自分はいつから彼を好きになっていたんだろうか?
昔からレイド君の前では心臓の鼓動が収まらない。今だってそうだ。
小さい頃の私は、気づけば彼に振り向いて欲しくて可愛くなろうと、カッコつけようと色々努力して必死だった気がする。
さりげない告白は何度も失敗したっけ。
それからはレイド君の好きなものをたくさん調べた。
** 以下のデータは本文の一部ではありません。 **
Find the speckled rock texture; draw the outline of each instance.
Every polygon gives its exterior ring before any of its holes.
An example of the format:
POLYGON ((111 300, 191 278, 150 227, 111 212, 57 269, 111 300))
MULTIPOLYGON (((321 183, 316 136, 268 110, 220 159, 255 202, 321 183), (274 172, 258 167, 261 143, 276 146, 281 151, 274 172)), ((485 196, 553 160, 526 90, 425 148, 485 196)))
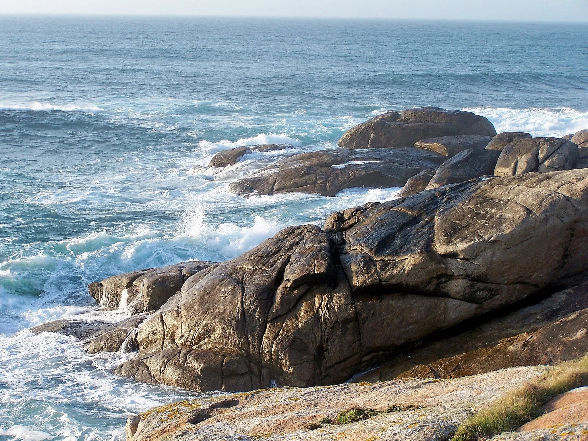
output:
POLYGON ((130 416, 127 439, 446 441, 472 411, 545 369, 519 368, 457 380, 275 388, 180 402, 130 416), (385 412, 395 405, 406 410, 385 412), (356 423, 319 423, 354 407, 383 413, 356 423), (305 428, 309 424, 318 427, 305 428))

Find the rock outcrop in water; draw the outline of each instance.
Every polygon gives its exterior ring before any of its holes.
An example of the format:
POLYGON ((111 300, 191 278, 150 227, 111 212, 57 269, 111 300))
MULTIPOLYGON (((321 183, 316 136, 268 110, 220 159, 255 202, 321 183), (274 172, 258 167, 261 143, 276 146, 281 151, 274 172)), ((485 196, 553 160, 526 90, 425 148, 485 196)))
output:
POLYGON ((337 149, 304 153, 282 159, 258 173, 232 183, 242 196, 285 192, 335 196, 346 188, 401 187, 423 170, 447 159, 439 153, 410 147, 387 149, 337 149))
POLYGON ((188 278, 116 372, 197 390, 339 383, 403 345, 576 283, 587 228, 582 170, 337 212, 188 278))
POLYGON ((451 158, 464 150, 485 149, 492 139, 492 136, 480 136, 476 135, 441 136, 421 139, 415 143, 415 146, 427 149, 451 158))
POLYGON ((88 289, 102 307, 122 308, 131 314, 153 311, 178 292, 188 278, 215 263, 182 262, 138 270, 93 282, 88 289))
POLYGON ((423 107, 378 115, 348 131, 339 145, 347 149, 399 148, 411 147, 427 138, 496 134, 494 126, 483 116, 470 112, 423 107))
POLYGON ((292 144, 262 144, 246 147, 235 147, 219 152, 212 156, 208 164, 209 167, 226 167, 237 163, 245 155, 250 155, 253 152, 269 152, 275 150, 284 150, 293 148, 292 144))

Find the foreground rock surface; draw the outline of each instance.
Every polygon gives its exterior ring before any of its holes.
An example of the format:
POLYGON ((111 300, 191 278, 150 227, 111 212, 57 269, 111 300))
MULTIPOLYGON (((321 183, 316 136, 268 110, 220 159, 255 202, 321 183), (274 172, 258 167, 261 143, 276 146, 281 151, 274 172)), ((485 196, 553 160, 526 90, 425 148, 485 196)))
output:
POLYGON ((472 181, 285 229, 190 277, 116 372, 196 390, 345 381, 588 270, 588 176, 472 181), (532 256, 533 259, 528 256, 532 256))
POLYGON ((423 107, 378 115, 345 132, 339 146, 347 149, 399 148, 412 146, 427 138, 496 134, 494 126, 483 116, 469 112, 423 107))
POLYGON ((130 417, 127 439, 447 440, 472 409, 490 404, 544 370, 534 366, 459 380, 275 388, 180 402, 130 417), (386 413, 393 405, 407 410, 386 413), (354 407, 384 413, 359 422, 318 424, 354 407), (308 430, 309 424, 319 427, 308 430))
POLYGON ((588 284, 457 335, 425 342, 354 378, 453 378, 517 366, 557 364, 588 352, 588 284))
POLYGON ((447 157, 410 147, 386 150, 323 150, 296 155, 229 186, 242 196, 285 192, 335 196, 346 188, 402 187, 423 170, 436 168, 447 157))

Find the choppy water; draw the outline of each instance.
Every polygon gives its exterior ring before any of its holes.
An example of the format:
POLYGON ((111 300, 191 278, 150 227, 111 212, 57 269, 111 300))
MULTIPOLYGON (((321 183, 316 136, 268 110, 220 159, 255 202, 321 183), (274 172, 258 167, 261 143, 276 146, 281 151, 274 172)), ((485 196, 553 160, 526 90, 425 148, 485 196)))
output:
POLYGON ((499 131, 587 128, 587 37, 561 24, 0 17, 0 440, 118 439, 128 412, 198 395, 25 330, 95 317, 89 282, 229 259, 397 191, 244 200, 228 182, 285 152, 195 166, 236 145, 332 147, 425 105, 499 131))

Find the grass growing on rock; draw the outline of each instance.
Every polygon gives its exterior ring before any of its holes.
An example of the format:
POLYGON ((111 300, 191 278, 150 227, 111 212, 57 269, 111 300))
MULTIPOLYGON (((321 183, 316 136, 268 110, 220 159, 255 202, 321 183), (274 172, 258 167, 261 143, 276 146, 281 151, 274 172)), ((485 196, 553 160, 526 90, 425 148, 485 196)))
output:
POLYGON ((480 410, 457 428, 452 441, 471 441, 514 430, 541 415, 543 405, 549 400, 584 386, 588 386, 588 354, 559 365, 480 410))
POLYGON ((363 421, 368 418, 380 413, 373 409, 362 409, 361 407, 352 407, 340 412, 335 419, 337 424, 349 424, 363 421))

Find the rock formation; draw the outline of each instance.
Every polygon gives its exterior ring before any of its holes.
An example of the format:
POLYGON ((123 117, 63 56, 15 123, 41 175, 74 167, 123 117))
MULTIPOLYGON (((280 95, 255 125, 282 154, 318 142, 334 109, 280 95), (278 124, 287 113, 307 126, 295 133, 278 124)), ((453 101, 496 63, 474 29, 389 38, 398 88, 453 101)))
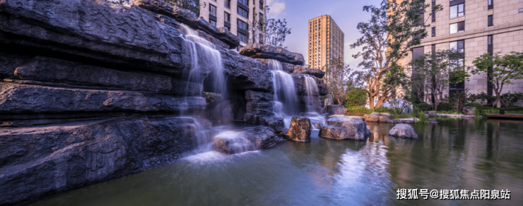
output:
POLYGON ((286 138, 298 142, 310 141, 311 128, 310 119, 293 116, 286 138))
POLYGON ((327 105, 326 107, 329 115, 345 115, 345 113, 347 113, 347 108, 339 104, 327 105))
POLYGON ((229 50, 239 41, 225 28, 161 1, 131 3, 0 1, 0 190, 9 191, 0 205, 171 162, 216 143, 212 124, 223 121, 261 125, 244 131, 257 149, 281 142, 271 75, 252 57, 289 63, 300 94, 304 75, 327 93, 322 73, 303 67, 301 54, 258 45, 242 56, 229 50), (212 78, 187 77, 216 70, 199 58, 187 26, 221 58, 228 89, 219 104, 204 98, 212 78))
POLYGON ((389 131, 389 135, 401 138, 418 138, 418 135, 416 134, 414 128, 406 123, 399 123, 394 126, 389 131))
POLYGON ((363 140, 370 134, 367 123, 357 117, 339 116, 322 126, 319 136, 335 140, 363 140))

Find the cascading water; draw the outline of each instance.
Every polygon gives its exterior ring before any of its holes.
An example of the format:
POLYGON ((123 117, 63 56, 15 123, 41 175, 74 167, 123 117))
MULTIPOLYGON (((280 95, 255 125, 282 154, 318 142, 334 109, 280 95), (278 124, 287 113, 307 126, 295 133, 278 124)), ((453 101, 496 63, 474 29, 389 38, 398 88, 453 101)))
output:
POLYGON ((325 119, 322 115, 318 114, 317 108, 321 108, 321 102, 319 102, 319 92, 318 92, 318 85, 314 78, 309 75, 303 75, 305 79, 305 97, 306 113, 305 116, 308 117, 312 123, 312 128, 316 129, 317 123, 323 123, 325 119))
POLYGON ((290 118, 299 113, 298 95, 293 76, 283 71, 283 66, 278 61, 269 59, 269 70, 272 73, 272 83, 274 88, 274 115, 284 119, 286 127, 288 128, 290 118))
MULTIPOLYGON (((188 26, 181 24, 180 30, 184 35, 185 45, 190 52, 191 66, 184 71, 185 78, 189 82, 187 90, 191 83, 202 85, 208 83, 211 84, 210 87, 211 92, 221 94, 222 99, 225 99, 227 88, 221 54, 212 43, 200 37, 196 31, 188 26)), ((186 104, 188 104, 187 101, 185 102, 186 104)), ((201 147, 208 148, 208 145, 213 143, 214 138, 202 133, 199 123, 196 120, 195 123, 198 133, 196 135, 198 145, 200 149, 202 149, 201 147)))

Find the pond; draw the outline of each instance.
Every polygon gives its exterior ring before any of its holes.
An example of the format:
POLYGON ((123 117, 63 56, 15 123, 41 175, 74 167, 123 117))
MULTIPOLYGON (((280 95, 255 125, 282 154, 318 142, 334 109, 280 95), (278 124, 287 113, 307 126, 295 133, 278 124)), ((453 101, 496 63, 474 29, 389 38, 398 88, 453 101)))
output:
POLYGON ((523 122, 413 125, 417 140, 389 138, 393 124, 368 123, 365 141, 321 138, 316 130, 310 143, 203 152, 32 205, 522 205, 523 122), (508 190, 510 200, 400 200, 399 188, 508 190))

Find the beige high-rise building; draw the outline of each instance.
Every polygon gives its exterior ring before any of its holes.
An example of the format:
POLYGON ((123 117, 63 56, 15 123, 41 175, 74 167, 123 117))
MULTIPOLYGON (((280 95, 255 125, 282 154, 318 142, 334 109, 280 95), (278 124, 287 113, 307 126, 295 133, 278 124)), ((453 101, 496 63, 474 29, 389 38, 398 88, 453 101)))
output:
MULTIPOLYGON (((401 3, 403 0, 389 0, 401 3)), ((437 50, 460 49, 464 52, 465 66, 485 53, 501 55, 523 52, 523 1, 522 0, 427 0, 427 4, 440 4, 443 11, 433 17, 431 8, 425 11, 428 19, 428 35, 413 48, 402 64, 413 58, 437 50)), ((505 85, 502 93, 523 92, 523 80, 505 85)), ((449 87, 447 92, 469 88, 470 94, 493 94, 490 83, 481 75, 471 75, 469 81, 449 87)))
POLYGON ((345 57, 345 34, 330 16, 309 20, 309 66, 323 69, 330 59, 345 57))
MULTIPOLYGON (((199 0, 200 17, 217 28, 227 28, 240 39, 240 50, 252 36, 249 24, 256 18, 257 23, 264 18, 264 7, 267 0, 199 0)), ((256 34, 255 42, 263 43, 263 37, 256 34)))

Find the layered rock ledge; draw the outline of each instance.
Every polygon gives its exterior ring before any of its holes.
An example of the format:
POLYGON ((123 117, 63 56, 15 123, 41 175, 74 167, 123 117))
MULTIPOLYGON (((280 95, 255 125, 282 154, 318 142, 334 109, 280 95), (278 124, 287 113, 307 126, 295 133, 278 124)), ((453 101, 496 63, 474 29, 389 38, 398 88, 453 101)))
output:
POLYGON ((305 65, 305 59, 301 54, 293 53, 280 47, 254 44, 240 49, 240 54, 251 58, 270 59, 281 62, 305 65))

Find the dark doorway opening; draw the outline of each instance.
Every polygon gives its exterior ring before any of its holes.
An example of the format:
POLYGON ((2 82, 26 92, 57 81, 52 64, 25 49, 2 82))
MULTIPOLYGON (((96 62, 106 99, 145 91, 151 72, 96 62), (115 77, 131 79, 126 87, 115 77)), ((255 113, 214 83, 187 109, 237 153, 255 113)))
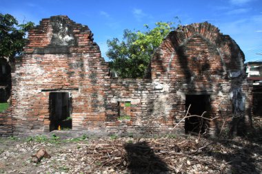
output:
MULTIPOLYGON (((188 115, 201 116, 204 111, 208 112, 210 109, 210 95, 186 95, 185 109, 186 111, 189 106, 188 115)), ((207 117, 208 113, 203 116, 207 117)), ((185 133, 204 133, 208 128, 208 122, 201 118, 193 116, 185 119, 185 133)))
POLYGON ((262 116, 262 85, 253 86, 253 115, 262 116))
POLYGON ((50 131, 72 129, 71 100, 68 92, 51 92, 50 131))

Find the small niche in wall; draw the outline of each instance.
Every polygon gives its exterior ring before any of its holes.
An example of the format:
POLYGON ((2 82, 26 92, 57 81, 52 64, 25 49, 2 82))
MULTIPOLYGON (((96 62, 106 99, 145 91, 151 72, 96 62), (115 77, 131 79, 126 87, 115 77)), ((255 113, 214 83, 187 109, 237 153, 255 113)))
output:
POLYGON ((117 102, 117 108, 119 120, 131 119, 131 102, 117 102))
MULTIPOLYGON (((204 95, 186 95, 185 96, 185 109, 186 112, 189 108, 188 113, 190 116, 201 116, 205 111, 205 117, 208 114, 210 105, 210 96, 204 95), (190 107, 189 108, 189 107, 190 107)), ((185 133, 204 133, 208 128, 206 120, 197 116, 188 118, 185 120, 185 133)))

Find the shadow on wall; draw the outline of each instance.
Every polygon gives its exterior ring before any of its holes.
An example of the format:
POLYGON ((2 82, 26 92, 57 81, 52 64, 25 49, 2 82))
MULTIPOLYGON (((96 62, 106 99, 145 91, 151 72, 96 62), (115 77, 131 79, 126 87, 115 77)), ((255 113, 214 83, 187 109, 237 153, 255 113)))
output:
POLYGON ((161 173, 169 171, 163 162, 145 142, 125 144, 128 168, 130 173, 161 173))

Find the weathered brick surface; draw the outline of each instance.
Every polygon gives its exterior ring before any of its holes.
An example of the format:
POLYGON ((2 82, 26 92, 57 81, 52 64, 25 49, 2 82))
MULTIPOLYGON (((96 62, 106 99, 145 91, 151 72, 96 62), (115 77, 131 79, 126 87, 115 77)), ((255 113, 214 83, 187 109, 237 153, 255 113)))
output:
MULTIPOLYGON (((166 131, 184 117, 188 94, 210 95, 211 118, 248 115, 243 61, 230 36, 209 23, 195 23, 168 36, 152 57, 150 79, 110 78, 87 26, 66 16, 45 19, 30 32, 12 74, 12 132, 48 131, 50 93, 57 91, 72 97, 74 130, 166 131), (130 120, 119 120, 125 102, 130 120)), ((210 132, 219 124, 210 123, 210 132)), ((183 122, 176 131, 184 132, 183 122)))

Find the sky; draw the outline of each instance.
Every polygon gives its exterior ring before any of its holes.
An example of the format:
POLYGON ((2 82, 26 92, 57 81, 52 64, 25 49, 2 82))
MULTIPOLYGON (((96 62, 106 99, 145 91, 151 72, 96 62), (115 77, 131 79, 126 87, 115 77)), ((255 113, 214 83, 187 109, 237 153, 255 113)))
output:
POLYGON ((0 0, 0 13, 21 23, 67 15, 88 25, 106 61, 106 41, 122 39, 125 29, 143 30, 158 21, 181 25, 208 21, 232 38, 245 61, 262 59, 262 0, 0 0))

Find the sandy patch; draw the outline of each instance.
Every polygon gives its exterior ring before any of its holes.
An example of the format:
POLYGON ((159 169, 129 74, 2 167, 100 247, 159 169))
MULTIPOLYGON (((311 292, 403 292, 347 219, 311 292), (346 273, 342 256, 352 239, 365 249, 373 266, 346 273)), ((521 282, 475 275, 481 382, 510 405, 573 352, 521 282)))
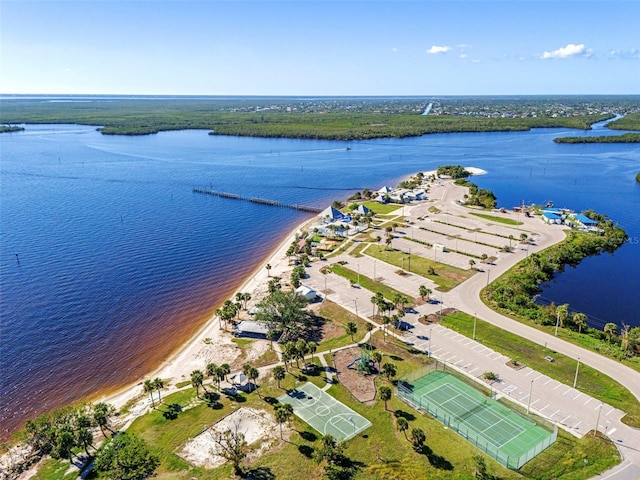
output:
POLYGON ((243 407, 189 440, 178 455, 199 467, 219 467, 226 460, 219 455, 220 450, 214 441, 214 435, 236 428, 244 434, 247 444, 252 446, 251 457, 260 455, 279 441, 279 427, 269 413, 243 407), (258 442, 258 445, 253 445, 258 442))

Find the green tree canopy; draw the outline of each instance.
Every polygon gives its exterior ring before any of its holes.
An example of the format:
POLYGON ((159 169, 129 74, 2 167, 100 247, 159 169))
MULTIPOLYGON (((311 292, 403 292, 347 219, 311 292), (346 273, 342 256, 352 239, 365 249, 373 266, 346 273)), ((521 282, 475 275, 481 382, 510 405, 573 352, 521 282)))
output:
POLYGON ((100 447, 94 468, 107 478, 142 480, 153 475, 159 463, 144 440, 123 432, 100 447))

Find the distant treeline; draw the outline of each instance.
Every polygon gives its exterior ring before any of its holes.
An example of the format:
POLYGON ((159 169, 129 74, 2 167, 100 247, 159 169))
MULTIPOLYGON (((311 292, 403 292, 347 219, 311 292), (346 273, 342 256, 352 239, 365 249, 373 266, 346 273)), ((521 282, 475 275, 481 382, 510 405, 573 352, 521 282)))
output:
POLYGON ((640 113, 628 113, 624 117, 608 123, 611 130, 636 130, 640 131, 640 113))
POLYGON ((553 141, 556 143, 640 143, 640 133, 598 137, 561 137, 554 138, 553 141))
POLYGON ((531 128, 575 128, 612 118, 585 114, 552 118, 487 118, 464 115, 420 115, 337 111, 327 113, 223 111, 218 103, 184 99, 117 99, 89 102, 2 102, 0 123, 72 123, 95 125, 105 135, 148 135, 160 131, 205 129, 213 135, 362 140, 428 133, 525 131, 531 128))
POLYGON ((17 125, 0 125, 0 133, 21 132, 24 127, 18 127, 17 125))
たくさんプレゼントも交換したし、何度もデートを重ねていくうちに、ギュッと距離を縮められたと思う。
いつしか理想はほとんど現実になっていた。
気づけば2人の関係は幸せなものになっている。
たくさんの想いが詰まったあの頃も良い思い出だ。
レイド君がずっと隣にいてくれるなら、もう何もいらないと今でも思っている。
初めて気持ちに気づいてもらえた時、心臓が飛び出るほど嬉しかったことを、ふと私は思い出した。
フレアは、彼の優しさと意地悪さに弄ばれる、この甘い瞬間が永遠に続けば良いのにと心底願った。
愛の呪縛は、外の雨音を完全に掻き消していた。